ShardSecure on Wednesday announced an $11 million Series A funding round that will help it promote its Microshard technology, which makes sensitive data unintelligible to bad threat actors that break into a network.

First introduced in 2020, Microsharding was built as a three-step process that shreds, mixes and distributes data, rendering it of no value to attackers, thus drastically mitigating the risk of data compromise.

“Data is a critical asset for every modern enterprise, particularly with the acceleration of cloud adoption,” said Kyle Kappel, U.S. leader of cyber security at KPMG LLP, one of ShardSecure’s investors. “ShardSecure’s technology is an innovative solution to secure and protect data, offering a valuable extra layer of defense, while enhancing performance and usability.”

Frank Dickson, who covers security and trust at IDC, said ShardSecure takes an interesting approach, addressing market needs while being unencumbered by traditional market definitions. Dickson added that digital transformation has pushed out data outside of the network into IaaS, PaaS and SaaS environments. 

“That data gets accessed by employees outside of the network perimeter,” Dickson said. “Frankly, we lose control of our data. One only has to look at the number of data discovery and classification solutions to validate this. ShardSecure essentially makes the data inaccessible should it go somewhere that’s not controlled and/or safe — which it most certainly will. Cyber miscreants will not only access our data, but they will also take control with encryption or damage the data systematically so that data is unusable. ShardSecure adds the ability to recover data to its data obfuscation offering so that data protection is an integrated offering, solving the data security problem with a comprehensive solution.”
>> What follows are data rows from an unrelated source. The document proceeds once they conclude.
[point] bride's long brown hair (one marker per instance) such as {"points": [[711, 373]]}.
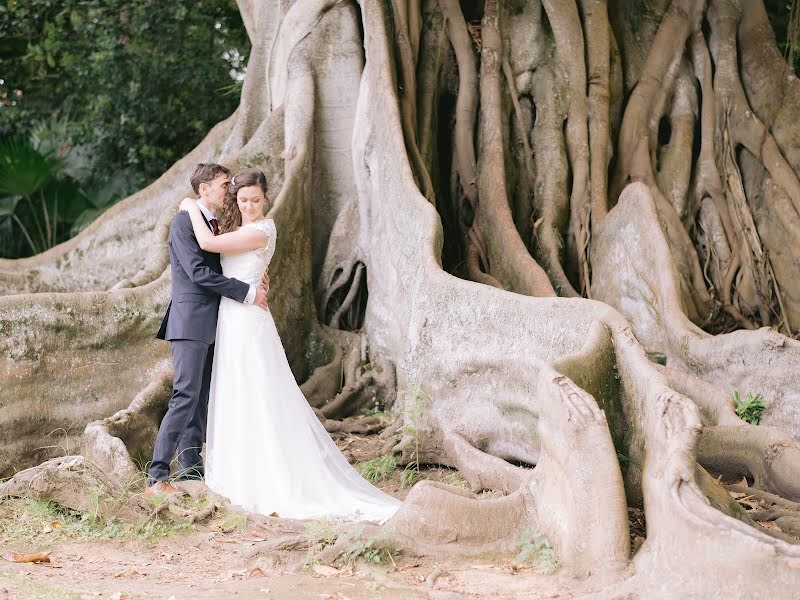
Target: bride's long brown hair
{"points": [[230, 218]]}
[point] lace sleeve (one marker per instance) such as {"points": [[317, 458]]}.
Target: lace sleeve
{"points": [[268, 227]]}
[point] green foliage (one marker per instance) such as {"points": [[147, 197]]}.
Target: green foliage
{"points": [[416, 400], [535, 548], [456, 480], [749, 409], [784, 16], [373, 549], [320, 534], [134, 85], [40, 523], [50, 188], [377, 469]]}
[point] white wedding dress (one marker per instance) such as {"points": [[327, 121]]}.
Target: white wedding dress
{"points": [[266, 450]]}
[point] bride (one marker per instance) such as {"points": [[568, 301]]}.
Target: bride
{"points": [[266, 449]]}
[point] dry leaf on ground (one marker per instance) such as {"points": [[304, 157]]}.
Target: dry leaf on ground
{"points": [[27, 558]]}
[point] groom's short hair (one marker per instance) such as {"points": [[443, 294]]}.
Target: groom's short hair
{"points": [[206, 172]]}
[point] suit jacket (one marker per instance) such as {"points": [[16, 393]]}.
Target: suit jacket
{"points": [[197, 284]]}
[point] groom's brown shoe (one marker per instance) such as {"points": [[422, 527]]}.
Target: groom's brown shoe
{"points": [[162, 487]]}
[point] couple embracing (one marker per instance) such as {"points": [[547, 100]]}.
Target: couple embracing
{"points": [[233, 388]]}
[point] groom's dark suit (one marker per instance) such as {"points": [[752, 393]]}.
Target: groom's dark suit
{"points": [[190, 325]]}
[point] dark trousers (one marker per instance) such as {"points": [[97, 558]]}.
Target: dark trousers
{"points": [[183, 428]]}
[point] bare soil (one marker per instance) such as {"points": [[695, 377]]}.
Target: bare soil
{"points": [[211, 561]]}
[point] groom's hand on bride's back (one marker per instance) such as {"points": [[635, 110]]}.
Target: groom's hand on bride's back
{"points": [[261, 298]]}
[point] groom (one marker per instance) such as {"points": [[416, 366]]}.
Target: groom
{"points": [[190, 325]]}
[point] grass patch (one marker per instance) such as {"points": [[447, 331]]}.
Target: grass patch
{"points": [[749, 409], [374, 549], [38, 524], [377, 469], [416, 400], [232, 521], [30, 588], [320, 534], [456, 480], [534, 548]]}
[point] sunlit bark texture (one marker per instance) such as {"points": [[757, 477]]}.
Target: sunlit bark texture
{"points": [[510, 207]]}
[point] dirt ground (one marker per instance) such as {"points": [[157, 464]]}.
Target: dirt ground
{"points": [[223, 560], [229, 558]]}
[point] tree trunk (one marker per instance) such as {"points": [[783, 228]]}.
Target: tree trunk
{"points": [[645, 198]]}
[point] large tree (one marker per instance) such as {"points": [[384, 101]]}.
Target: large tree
{"points": [[500, 209]]}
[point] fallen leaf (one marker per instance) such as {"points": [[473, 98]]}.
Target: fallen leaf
{"points": [[325, 571], [257, 572], [17, 557]]}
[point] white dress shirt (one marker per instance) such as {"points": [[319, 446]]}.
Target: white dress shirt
{"points": [[251, 295]]}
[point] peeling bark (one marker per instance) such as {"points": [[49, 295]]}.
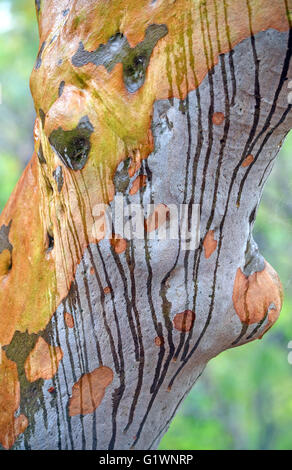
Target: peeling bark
{"points": [[165, 103]]}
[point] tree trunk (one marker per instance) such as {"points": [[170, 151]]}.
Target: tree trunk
{"points": [[177, 104]]}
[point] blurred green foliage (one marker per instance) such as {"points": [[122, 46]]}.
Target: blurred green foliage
{"points": [[243, 400]]}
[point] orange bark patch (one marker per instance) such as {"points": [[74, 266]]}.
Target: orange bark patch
{"points": [[88, 392], [218, 119], [69, 320], [43, 361], [135, 164], [119, 244], [210, 244], [248, 160], [184, 321], [159, 341], [157, 218], [10, 427], [254, 295], [5, 263], [140, 182]]}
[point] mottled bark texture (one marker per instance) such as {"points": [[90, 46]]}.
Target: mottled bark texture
{"points": [[162, 102]]}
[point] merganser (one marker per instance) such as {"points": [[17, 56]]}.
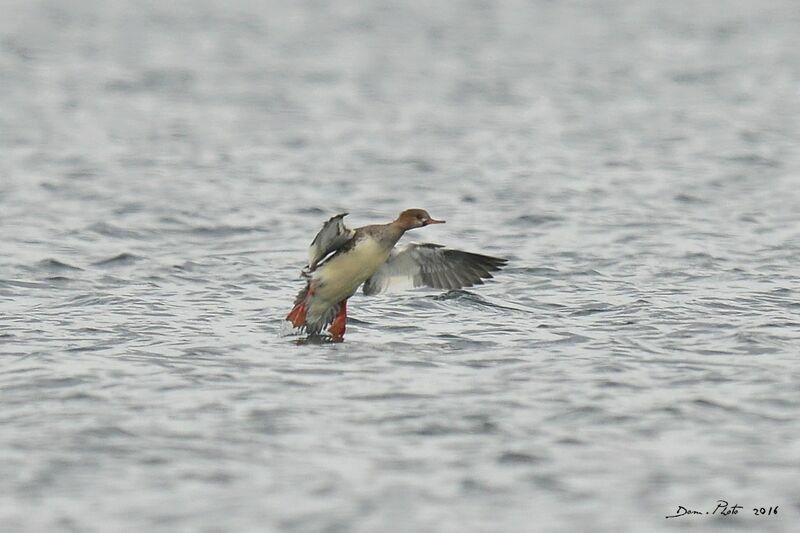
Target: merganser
{"points": [[340, 259]]}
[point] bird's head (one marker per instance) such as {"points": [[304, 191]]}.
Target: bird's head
{"points": [[415, 218]]}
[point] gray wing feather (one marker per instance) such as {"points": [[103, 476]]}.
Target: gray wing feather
{"points": [[432, 265], [333, 235]]}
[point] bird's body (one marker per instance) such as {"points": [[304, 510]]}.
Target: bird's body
{"points": [[341, 260]]}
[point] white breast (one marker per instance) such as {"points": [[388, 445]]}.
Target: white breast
{"points": [[340, 277]]}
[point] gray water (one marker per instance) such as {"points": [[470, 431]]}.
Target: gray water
{"points": [[164, 166]]}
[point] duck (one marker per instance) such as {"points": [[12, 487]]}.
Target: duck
{"points": [[341, 259]]}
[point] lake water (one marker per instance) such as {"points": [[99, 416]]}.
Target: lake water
{"points": [[165, 165]]}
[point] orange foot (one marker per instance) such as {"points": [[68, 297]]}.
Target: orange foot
{"points": [[340, 322], [297, 316]]}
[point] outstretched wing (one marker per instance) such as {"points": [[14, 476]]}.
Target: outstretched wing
{"points": [[333, 235], [432, 265]]}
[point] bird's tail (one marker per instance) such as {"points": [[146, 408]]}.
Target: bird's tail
{"points": [[320, 318]]}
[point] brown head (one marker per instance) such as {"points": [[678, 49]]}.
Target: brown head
{"points": [[415, 218]]}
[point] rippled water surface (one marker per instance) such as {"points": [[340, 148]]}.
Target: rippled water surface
{"points": [[164, 166]]}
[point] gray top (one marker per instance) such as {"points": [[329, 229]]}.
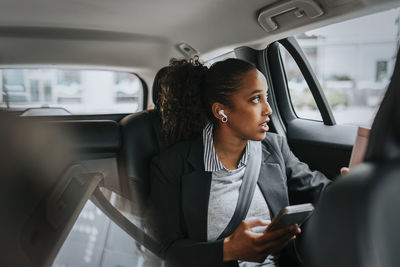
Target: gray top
{"points": [[224, 193]]}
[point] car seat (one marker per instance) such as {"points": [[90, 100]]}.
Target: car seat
{"points": [[141, 141], [356, 222]]}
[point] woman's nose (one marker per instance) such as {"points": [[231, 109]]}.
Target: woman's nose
{"points": [[267, 109]]}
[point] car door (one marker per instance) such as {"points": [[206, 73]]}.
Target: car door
{"points": [[320, 142], [65, 199]]}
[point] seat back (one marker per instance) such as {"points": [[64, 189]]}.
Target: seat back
{"points": [[141, 141], [356, 221]]}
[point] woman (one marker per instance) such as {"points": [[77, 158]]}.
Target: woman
{"points": [[195, 182]]}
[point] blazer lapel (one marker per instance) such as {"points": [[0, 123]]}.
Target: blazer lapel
{"points": [[272, 183], [195, 193]]}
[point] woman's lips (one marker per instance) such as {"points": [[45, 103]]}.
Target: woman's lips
{"points": [[264, 126]]}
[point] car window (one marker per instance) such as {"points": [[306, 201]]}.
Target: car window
{"points": [[95, 241], [353, 61], [76, 91]]}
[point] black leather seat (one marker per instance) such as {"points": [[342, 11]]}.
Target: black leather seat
{"points": [[356, 223], [141, 141]]}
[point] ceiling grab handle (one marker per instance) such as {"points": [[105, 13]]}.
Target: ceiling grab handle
{"points": [[300, 8]]}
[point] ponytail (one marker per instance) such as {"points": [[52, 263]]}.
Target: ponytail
{"points": [[189, 90]]}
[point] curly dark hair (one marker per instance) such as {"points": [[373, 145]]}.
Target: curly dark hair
{"points": [[189, 90]]}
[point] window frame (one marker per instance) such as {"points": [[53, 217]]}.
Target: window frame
{"points": [[18, 110], [279, 77]]}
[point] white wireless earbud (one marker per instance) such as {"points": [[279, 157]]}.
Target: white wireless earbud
{"points": [[224, 117]]}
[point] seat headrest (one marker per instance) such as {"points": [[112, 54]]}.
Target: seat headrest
{"points": [[90, 135], [157, 85], [384, 140]]}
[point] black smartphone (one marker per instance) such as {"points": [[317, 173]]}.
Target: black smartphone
{"points": [[296, 214]]}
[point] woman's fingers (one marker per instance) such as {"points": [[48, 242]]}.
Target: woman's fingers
{"points": [[344, 170], [277, 234], [255, 222], [280, 244]]}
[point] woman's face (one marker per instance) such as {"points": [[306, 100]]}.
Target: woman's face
{"points": [[249, 112]]}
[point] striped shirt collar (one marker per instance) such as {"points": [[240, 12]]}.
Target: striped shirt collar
{"points": [[211, 161]]}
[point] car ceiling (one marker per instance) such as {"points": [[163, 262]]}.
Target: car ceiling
{"points": [[144, 34]]}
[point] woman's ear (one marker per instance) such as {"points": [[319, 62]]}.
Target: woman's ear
{"points": [[216, 110]]}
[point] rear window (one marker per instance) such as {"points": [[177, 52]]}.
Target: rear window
{"points": [[70, 91]]}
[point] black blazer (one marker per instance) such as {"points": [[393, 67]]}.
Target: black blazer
{"points": [[180, 189]]}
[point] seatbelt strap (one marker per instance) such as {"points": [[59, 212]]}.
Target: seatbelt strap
{"points": [[247, 188]]}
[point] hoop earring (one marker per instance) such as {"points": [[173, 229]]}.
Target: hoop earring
{"points": [[224, 118]]}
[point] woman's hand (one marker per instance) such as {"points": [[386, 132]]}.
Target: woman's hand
{"points": [[344, 170], [244, 244]]}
Jack Poller, a senior analyst at the Enterprise Strategy Group, added that organizations are storing more and more sensitive data in the cloud.

In fact, Poller said ESG research shows that the amount of sensitive data in public clouds will double in the next two years. Unfortunately, nearly one-third of organizations admit they’ve experienced a loss of cloud resident data, and another one-third believe they’ve lost data, but don’t know for certain, said Poller.

“Thus, protecting sensitive data from unauthorized access is paramount,” Poller said. “And that’s where ShardSecure comes in with data obfuscation. Unauthorized users — employees or attackers — who exfiltrate data will be left with a pile of unintelligible, worthless data because the Microshard technology puts all the bits in a blender that only ShardSecure can un-blend and make useable. Data obfuscation is the last line of a defense-in-depth strategy, and can protect the organization’s sensitive assets when all other security controls have been overcome.”

Mohit Tiwari, co-founder and CEO at Symmetry Systems, said the cloud has enabled a new class of defenses that start with the data: security as "data care" — tools that protect data even when applications and cloud providers are hacked or identities are phished.

“Leading organizations are already starting to map out what data they have and how to best protect it in their cloud — grounding risk and compliance programs around crown-jewel IP and customer data,” Tiwari said. “In 10 years, security budgets will have been fully restructured to be data- and identity-centric, with applications and networks just following what the data needs.”